When I was young, I did not fully understand or accept people not going to church. It was hard for me to believe there were people who were not church-goers. I was not so concerned about the eternal fate of their souls as I was mystified by where they found direction and friendships in this life.
And so when I was old enough to read and understand the lines about God’s heart posted in the Bohaty garden, I wondered: How can my grandparents know anything about “God’s heart” if they never go to church? Why wasn’t a garden just a garden to them?
Of course, my mistake was in thinking God was only found in church and through church. It took me longer than it probably should have to fully appreciate the diversity of locales and situations in which people experience God.
I also did not know about the spiritual/mystical relationship between human beings and the natural world expressed artistically in late 19th and early 20th century Romanticism’s embrace of nature. In my twenties I began to understand how European composers, writers, poets, painters, and the like often found their inspiration in nature, and celebrated—almost worshipped it—in their works.
My hunch now is that the less-obviously creative masses of the population had the same feelings about nature, even if they did not leave records of it for our enjoyment.
Unless you take seriously the seasonal art that is gardening. Maybe in tilling and tending the earth to produce delicious food and gorgeous flowers they expressed themselves as surely as did the much better known artists.
Perhaps that is why, in their garden, my grandparents felt themselves to be near God’s heart.

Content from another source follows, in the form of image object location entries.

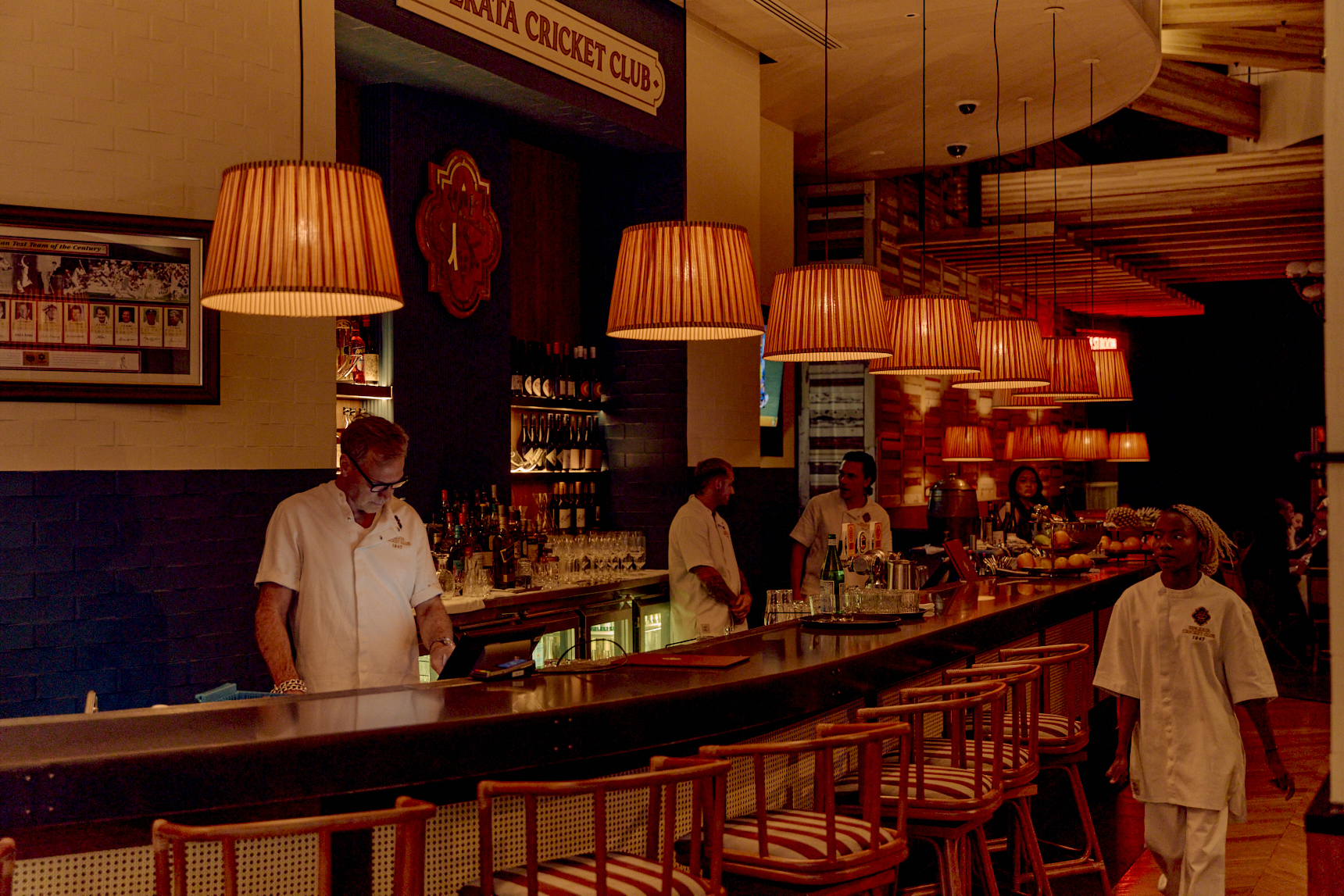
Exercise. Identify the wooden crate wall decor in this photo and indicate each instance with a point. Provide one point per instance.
(866, 222)
(459, 233)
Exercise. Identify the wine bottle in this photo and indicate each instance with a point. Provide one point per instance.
(563, 517)
(599, 394)
(515, 363)
(832, 574)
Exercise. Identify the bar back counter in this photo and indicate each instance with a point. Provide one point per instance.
(80, 791)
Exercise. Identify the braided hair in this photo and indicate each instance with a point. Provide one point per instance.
(1218, 546)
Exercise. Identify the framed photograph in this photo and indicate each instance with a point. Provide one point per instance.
(97, 306)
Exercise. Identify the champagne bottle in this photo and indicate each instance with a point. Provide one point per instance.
(832, 574)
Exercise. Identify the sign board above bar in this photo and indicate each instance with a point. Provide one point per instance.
(558, 39)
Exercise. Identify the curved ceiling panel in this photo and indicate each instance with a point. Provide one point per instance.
(875, 73)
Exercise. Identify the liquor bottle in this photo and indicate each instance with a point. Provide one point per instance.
(581, 509)
(832, 574)
(565, 515)
(599, 394)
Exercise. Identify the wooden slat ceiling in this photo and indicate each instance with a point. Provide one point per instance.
(1181, 220)
(1253, 33)
(1054, 265)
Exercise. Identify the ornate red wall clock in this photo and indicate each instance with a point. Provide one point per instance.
(459, 234)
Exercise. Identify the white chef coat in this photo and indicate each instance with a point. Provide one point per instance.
(1189, 657)
(352, 619)
(824, 516)
(699, 537)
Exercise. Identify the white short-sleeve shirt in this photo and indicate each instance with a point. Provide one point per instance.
(352, 619)
(824, 516)
(1189, 657)
(698, 537)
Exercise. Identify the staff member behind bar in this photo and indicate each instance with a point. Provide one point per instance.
(709, 591)
(825, 513)
(349, 566)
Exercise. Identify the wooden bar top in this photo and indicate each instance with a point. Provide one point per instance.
(140, 763)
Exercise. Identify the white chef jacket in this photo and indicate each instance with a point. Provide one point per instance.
(1189, 657)
(352, 619)
(824, 516)
(699, 537)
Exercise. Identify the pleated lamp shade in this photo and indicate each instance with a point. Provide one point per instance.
(929, 336)
(1010, 401)
(827, 312)
(302, 239)
(967, 445)
(1011, 355)
(1086, 445)
(1112, 378)
(1034, 444)
(677, 280)
(1128, 448)
(1073, 373)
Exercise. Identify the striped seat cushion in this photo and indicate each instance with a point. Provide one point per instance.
(800, 836)
(940, 784)
(625, 876)
(1053, 726)
(938, 752)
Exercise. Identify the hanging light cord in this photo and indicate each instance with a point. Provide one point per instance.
(999, 177)
(1054, 156)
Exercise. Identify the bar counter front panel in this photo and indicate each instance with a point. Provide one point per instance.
(438, 739)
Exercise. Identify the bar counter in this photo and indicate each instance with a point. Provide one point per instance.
(436, 741)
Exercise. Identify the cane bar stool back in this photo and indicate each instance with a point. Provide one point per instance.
(170, 845)
(817, 848)
(610, 872)
(949, 802)
(1022, 761)
(1063, 737)
(7, 856)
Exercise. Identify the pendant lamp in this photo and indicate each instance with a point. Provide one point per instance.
(929, 335)
(1010, 401)
(1034, 444)
(1073, 373)
(679, 280)
(1011, 355)
(302, 239)
(967, 445)
(825, 312)
(1128, 448)
(1086, 445)
(1112, 378)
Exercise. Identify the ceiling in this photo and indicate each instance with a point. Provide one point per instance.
(875, 73)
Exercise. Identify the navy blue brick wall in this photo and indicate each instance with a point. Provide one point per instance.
(136, 584)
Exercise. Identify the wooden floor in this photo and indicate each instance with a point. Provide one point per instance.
(1267, 855)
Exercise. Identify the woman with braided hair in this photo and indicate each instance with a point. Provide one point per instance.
(1181, 651)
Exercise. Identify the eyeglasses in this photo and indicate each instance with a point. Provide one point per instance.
(377, 488)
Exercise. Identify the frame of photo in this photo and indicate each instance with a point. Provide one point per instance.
(62, 272)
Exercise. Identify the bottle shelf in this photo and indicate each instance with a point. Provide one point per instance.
(363, 391)
(543, 476)
(554, 405)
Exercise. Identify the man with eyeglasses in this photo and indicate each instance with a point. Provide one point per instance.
(347, 577)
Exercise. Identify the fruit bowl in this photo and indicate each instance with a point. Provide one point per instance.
(1067, 537)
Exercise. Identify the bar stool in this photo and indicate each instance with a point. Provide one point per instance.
(949, 804)
(171, 838)
(7, 856)
(1022, 761)
(819, 849)
(1063, 737)
(601, 871)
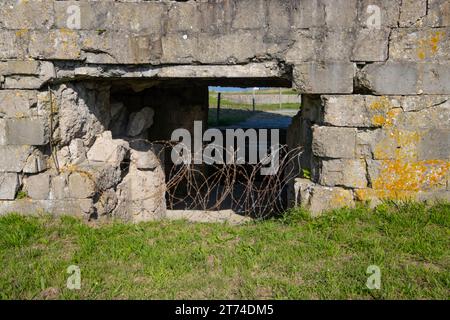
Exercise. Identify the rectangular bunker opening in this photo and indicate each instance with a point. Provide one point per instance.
(111, 151)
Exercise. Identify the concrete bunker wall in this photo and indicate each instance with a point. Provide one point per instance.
(375, 79)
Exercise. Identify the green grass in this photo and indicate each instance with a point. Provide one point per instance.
(264, 91)
(228, 116)
(233, 113)
(294, 257)
(259, 107)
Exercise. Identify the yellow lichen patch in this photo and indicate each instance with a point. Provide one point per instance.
(411, 176)
(21, 33)
(385, 112)
(430, 45)
(371, 195)
(383, 104)
(341, 199)
(398, 144)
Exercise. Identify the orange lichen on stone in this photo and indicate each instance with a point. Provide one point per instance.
(430, 45)
(411, 176)
(21, 32)
(371, 194)
(398, 144)
(385, 112)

Although these four lines remind me especially of both of my maternal grandparents, it calls to mind my grandmother in particular. Hers was a quiet, non-confrontational, calming sort of presence. “Long-suffering” is too strong a descriptor. Perhaps “receptive” is better for a woman who took things in and accepted them in her own way, a way that I have never fully understood. Perhaps like her namesake who was Jesus’s mother, she was able to “let it be” when it was best to do so. She wasn’t a pushover; she worked hard, served her family well, and even pushed back when Grandpa Bohaty got too paternalistic. But I can feel her accepting the sun’s kiss as pardon enough, and birds’ songs as mirth enough for her life. For her, her garden was church; and God’s heart was found there more than anywhere else on earth.
Sometime during my late childhood, the Bohatys began to attend a Unitarian church, which seemed almost as mysterious to me as attending no church at all. Very late in their lives, when they moved to the town my parents lived in, they became Presbyterians, though I have no idea how they understood that move beyond just being in church with my parents. And my mother noted that near the end of her life, Grandma started crossing herself when they said grace around the table. Somehow, through gardens, and by way of unitarian and trinitarian Protestant churches, she came back to where she’d started.
A couple of weeks ago I saw this same sign in a neighbor’s yard. That set me to wondering about the origin of the verse. It is the 4th stanza of a 5-stanza poem entitled God’s Garden by Englishwoman Dorothy Frances Gurney, whose other claim upon posterity is the wedding hymn, O Perfect Love. I will not share God’s Garden here. It is easily found on the web.
I will report that it is a religious poem which begins in the Garden of Eden and ends in the Garden of Gethsemane, where, it asserts, Jesus broke His heart for us.
Jesus broke for us the heart that is pardon, the heart that is mirth. The heart that is God’s, for others, like Grandma Bohaty’s.
Did she know the entire poem? I will never know, but I can imagine stanza 4 resonating inside of her, and I feel her with me when I feel the kiss of the sun and hear the songs of the birds, always near God’s heart.